Search optimal control of induction heating modes for a moving workpiece

Abstract

Purpose This paper aims to create mathematical models and control algorithms allowing the authors to study and form effective modes of operation of multi-inductor system of electrical heating of moving hollow cylindrical blanks. Design/methodology/approach The developed mathematical models were based on the finite-difference method, the control volume method and their combination. The reliability of the results obtained was verified by comparing the calculated results with the experimental ones. The temperature control system was synthesized using methods of the object management theory with distributed parameters. Findings A set of mathematical instruments has been created that allow modelling the operation modes of installation for induction heating of moving hollow cylindrical blanks. Recommendations were given on the formation of an automatic control system that provides heating of a moving hollow cylindrical billet to the required temperature with simultaneous equalization of temperature along the length of the billet in case of highly uneven initial temperature along the length of the billet.
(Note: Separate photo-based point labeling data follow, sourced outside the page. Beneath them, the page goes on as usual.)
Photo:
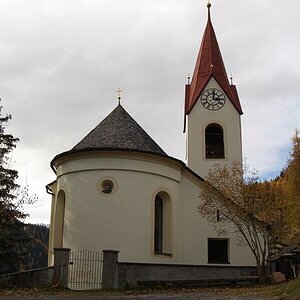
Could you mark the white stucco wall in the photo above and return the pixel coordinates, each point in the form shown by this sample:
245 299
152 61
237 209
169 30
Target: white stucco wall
124 219
197 121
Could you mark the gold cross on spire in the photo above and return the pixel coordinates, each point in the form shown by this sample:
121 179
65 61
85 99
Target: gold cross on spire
119 91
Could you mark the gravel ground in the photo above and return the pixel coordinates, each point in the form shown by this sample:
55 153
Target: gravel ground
196 296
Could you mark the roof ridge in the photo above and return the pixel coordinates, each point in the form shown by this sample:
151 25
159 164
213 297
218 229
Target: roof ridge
119 131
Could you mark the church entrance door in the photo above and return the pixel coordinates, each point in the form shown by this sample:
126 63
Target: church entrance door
85 270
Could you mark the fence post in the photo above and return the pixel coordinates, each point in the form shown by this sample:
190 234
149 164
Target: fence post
110 269
61 266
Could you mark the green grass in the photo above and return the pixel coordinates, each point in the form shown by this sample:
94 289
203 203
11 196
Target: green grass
284 291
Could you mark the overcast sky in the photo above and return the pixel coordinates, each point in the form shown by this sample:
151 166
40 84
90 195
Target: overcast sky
61 62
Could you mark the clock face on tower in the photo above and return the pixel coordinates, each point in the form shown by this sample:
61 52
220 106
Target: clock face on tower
213 99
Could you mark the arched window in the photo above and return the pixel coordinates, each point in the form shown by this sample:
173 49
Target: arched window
59 219
158 234
214 141
162 224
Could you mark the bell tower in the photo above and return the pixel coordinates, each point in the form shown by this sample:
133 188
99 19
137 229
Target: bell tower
212 110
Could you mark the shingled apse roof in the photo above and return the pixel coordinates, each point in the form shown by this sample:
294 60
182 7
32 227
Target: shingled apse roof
119 131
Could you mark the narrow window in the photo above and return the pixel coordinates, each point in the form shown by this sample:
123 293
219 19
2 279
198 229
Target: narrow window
214 141
218 251
59 219
158 235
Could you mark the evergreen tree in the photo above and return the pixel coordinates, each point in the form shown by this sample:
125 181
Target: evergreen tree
12 231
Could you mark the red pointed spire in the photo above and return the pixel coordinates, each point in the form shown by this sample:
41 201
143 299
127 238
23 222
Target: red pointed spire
209 64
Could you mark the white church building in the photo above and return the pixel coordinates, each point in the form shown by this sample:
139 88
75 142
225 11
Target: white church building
117 189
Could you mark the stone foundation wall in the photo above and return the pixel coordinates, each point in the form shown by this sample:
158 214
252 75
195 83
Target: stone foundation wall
134 273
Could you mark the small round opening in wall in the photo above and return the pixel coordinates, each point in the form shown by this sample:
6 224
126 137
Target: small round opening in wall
107 186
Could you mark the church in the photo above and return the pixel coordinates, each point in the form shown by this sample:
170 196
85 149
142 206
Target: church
117 189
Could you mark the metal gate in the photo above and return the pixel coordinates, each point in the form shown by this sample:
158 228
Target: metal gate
85 270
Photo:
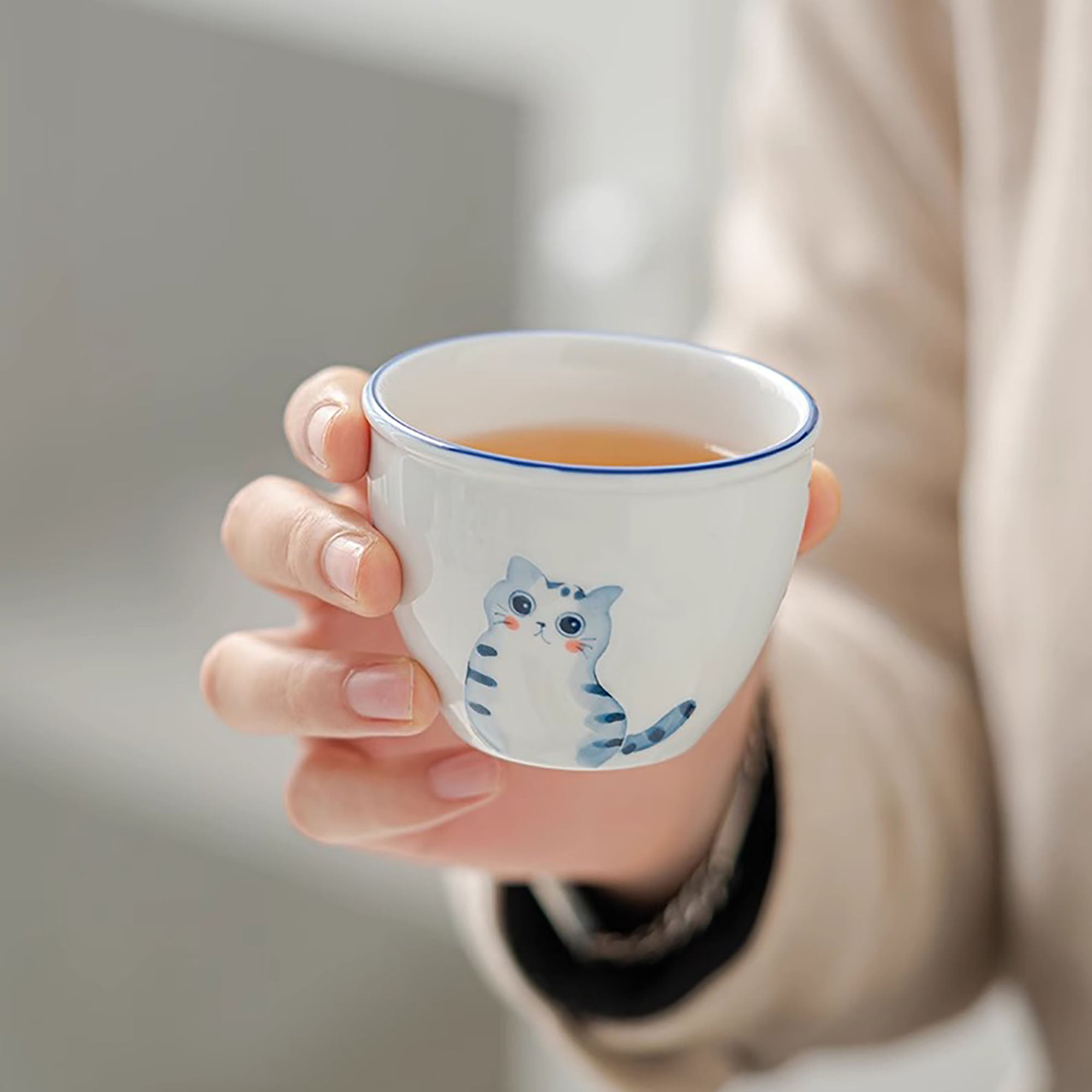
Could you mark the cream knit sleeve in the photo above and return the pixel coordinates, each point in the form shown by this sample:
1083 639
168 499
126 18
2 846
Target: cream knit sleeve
840 263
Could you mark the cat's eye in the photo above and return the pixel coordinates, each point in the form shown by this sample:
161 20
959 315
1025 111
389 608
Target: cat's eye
571 625
521 603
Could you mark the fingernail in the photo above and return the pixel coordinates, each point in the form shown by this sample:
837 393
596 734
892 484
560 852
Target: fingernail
318 425
383 693
465 776
341 562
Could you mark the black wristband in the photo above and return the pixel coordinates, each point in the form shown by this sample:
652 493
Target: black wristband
601 989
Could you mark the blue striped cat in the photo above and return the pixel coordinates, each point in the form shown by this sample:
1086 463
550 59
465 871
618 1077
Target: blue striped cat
533 671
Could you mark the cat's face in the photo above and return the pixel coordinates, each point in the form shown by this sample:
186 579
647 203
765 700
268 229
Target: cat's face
563 620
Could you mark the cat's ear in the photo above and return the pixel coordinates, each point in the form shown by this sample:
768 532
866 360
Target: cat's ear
521 572
607 596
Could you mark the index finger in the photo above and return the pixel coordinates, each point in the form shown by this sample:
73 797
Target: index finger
326 426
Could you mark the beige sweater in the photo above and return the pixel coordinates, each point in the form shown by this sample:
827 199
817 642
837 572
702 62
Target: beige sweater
911 235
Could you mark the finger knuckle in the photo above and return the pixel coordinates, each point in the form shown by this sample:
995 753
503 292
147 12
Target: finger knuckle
241 512
211 674
303 803
303 544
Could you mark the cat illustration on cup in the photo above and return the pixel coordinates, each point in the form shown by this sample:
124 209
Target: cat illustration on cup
533 671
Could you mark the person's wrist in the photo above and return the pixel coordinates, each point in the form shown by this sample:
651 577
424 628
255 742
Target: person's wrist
655 881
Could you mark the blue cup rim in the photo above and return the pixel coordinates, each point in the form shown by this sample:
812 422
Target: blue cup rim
378 413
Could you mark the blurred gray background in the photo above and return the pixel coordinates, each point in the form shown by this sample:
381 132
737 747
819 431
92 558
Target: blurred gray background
200 204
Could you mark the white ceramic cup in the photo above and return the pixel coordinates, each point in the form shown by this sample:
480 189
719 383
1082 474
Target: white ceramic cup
583 618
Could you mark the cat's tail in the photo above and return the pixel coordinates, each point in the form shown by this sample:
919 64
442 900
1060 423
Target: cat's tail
598 752
668 726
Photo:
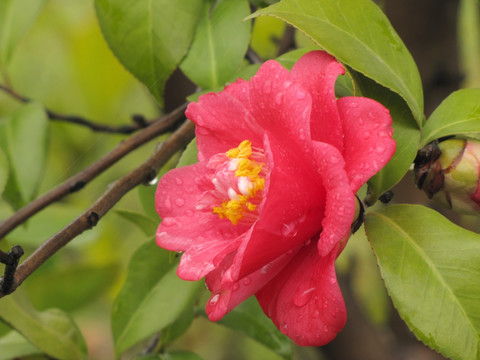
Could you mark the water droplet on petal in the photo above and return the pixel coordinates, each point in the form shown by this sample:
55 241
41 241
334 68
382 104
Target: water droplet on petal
300 94
266 268
267 87
279 98
289 229
179 202
168 204
214 299
303 296
380 149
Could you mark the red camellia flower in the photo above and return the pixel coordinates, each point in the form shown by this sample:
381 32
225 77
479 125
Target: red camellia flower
269 206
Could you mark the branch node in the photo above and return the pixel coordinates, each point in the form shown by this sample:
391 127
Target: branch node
7 284
92 219
140 120
77 186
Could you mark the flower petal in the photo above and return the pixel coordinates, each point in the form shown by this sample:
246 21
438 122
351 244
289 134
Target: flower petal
340 200
223 120
317 72
281 107
177 191
227 295
290 213
368 138
304 299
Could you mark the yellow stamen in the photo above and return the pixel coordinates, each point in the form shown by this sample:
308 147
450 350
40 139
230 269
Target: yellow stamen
235 209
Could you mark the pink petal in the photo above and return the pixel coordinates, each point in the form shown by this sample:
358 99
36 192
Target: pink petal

Practical implications Part of the paper will be used by the industrial plant for the purpose of heat treatment of iron alloys workpiece. Particularly, a control system will be basically formed based on the models. Originality/value The scientific novelty of the paper is to create control algorithms and mathematical models for the induction heating system of tubular workpieces allowing to explore interrelated electromagnetic and thermal processes taking into account nonlinearities and design features of the system, as well as to form effective modes of its operation based on transfer functions and methods of the object management theory with distributed parameters.